As explained above, according to the present invention, in the EEC of an automobile engine equipped with an idle speed control system, even if a failure occurs in the actuator for controlling the idle speed, the idle speed will not rise abnormally. Since it is possible to provide a back-up function that correctly controls the rotation speed to a predetermined rotation speed, it eliminates the drawbacks of the conventional technology and allows safe operation even if the actuator fails, and the EEC idle rotation that does not cause failures on the road. A number control device can be provided.

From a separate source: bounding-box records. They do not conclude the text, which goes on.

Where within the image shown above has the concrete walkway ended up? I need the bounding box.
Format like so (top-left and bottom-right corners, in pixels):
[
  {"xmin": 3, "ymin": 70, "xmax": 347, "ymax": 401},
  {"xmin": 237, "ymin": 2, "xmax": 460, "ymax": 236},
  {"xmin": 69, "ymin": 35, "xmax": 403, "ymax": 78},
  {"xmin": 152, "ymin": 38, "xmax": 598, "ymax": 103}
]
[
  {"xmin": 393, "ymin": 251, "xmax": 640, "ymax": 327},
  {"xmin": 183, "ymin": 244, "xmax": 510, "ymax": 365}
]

[Brief explanation of drawings]

Figures 1 to 8 show the electronically controlled engine control system. Figure 1 is a schematic diagram showing the entire system, Figure 2 is a sectional view of the carburetor, and Figure 3 is the throttle actuator. Fig. 4 is a block diagram of the control unit, Fig. 5 is a waveform diagram for explaining the operation, Fig. 6 is a characteristic diagram for explaining the operation, Fig. 7 is a schematic diagram of the exhaust gas recirculation amount control system, FIG. 8 is a waveform diagram for explaining the operation, FIGS. 9 and 10 are characteristic diagrams for explaining the operation, FIG. 11 is a flowchart showing one embodiment of the idle speed control device according to the present invention, and FIG. 14 through 14 are characteristic diagrams for explaining the operation. 6... Idle detection switch, 7... Throttle actuator, 12... Control unit, 30... EGR solenoid, 31... EGR valve, 32... Vehicle speed sensor.

Claims (1)

[Scope of Claims] 1. In an electronically controlled engine control device equipped with an idle speed control system and an exhaust gas recirculation system, there is provided a failure detection means for detecting an abnormality in an actuator means for controlling the idle speed; idling detection means for detecting that the state is in the idle state, and recirculation flow control actuator means for controlling the amount of exhaust gas recirculation, and when an abnormality in the actuator means is detected by the failure detection means, the recirculation flow control actuator means is activated. An idle rotation speed control device, characterized in that the idle rotation speed control device is configured to perform control according to the engine rotation speed in an idle operating state, and to control the idle rotation speed to a predetermined value. 2. The idle rotation speed control device according to claim 1, wherein the actuator means for controlling the idle rotation speed is an actuator means for controlling the throttle valve return opening degree of the carburetor. 3 In claim 1 or 2,
The failure detection means for the actuator means for controlling the idle rotation speed includes a sensor means for detecting the running speed of the vehicle, and a predetermined period of time has elapsed since it is detected that the running speed of the vehicle is zero and the engine is in an idle state. An idle rotation speed control device characterized in that it is configured to perform failure detection on the condition that the engine rotation speed is equal to or higher than a predetermined value.